I have actually had a tough couple of weeks.

That issue with my good friends really bothered me. And I have had to help my Mom with a friend on her street who's daughter was sexually assulted by her father. She is a little sweetie. Who always said that she would be my WAS's and my daughter because she felt we needed children. I really missed my WAS on this issue. I have no one to talk to about this and I have bottled stuff up for two weeks.

My house mate came back from his trip to Europe ( possibly to see his EA ) But he was smart to keep the boundary and not talk about it. He was back one day and then went south to work on his marriage with his wife. Hopefully I got thru to him. Time will tell. Being human it just reminds me of my current marriage and its situation.

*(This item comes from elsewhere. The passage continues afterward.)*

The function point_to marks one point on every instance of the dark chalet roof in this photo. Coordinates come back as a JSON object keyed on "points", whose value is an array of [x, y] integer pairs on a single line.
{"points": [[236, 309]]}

I have also became emotionaly attached to the girl I went out with back in early Oct. So I have kept my encounters with her apart. Like seeing each other every few weeks and only call a day before we meet up again. Mind you I have used these feelings to help myself heal from the effects of the affair and to build my self esteem. I am not going to enact on these feelings. As I enjoy our friendship. Its the oldest friendship I have outside of my immediate family. Sometimes when were together I think that she is struggling with the same feelings. But this is not the time for such things. As it is a time of healing. But I will admit that it felt good to know that I could be attracted to someone physically. I was very worried that I would not be able to get over the betrayal at that level. As for what level of physical I could reach now. Hugs and the random contacts of hands touching and other rubbing that happens when doing stuff all the time. I find I miss that contact the most. As WAS and I always were touching each other that way through out our marriage up to July. The hand rubbing on the arm. That was always enjoyable. We always smiled when that happened.



I know I sound like I am in a bad spot right now but I am not. Reflection can be worth while. I am not cycling. Actually I do not know what exactly I am feeling tonight. But I just needed to reach out. And right now this place is where I feel safe. Guess I am dealing with some waves.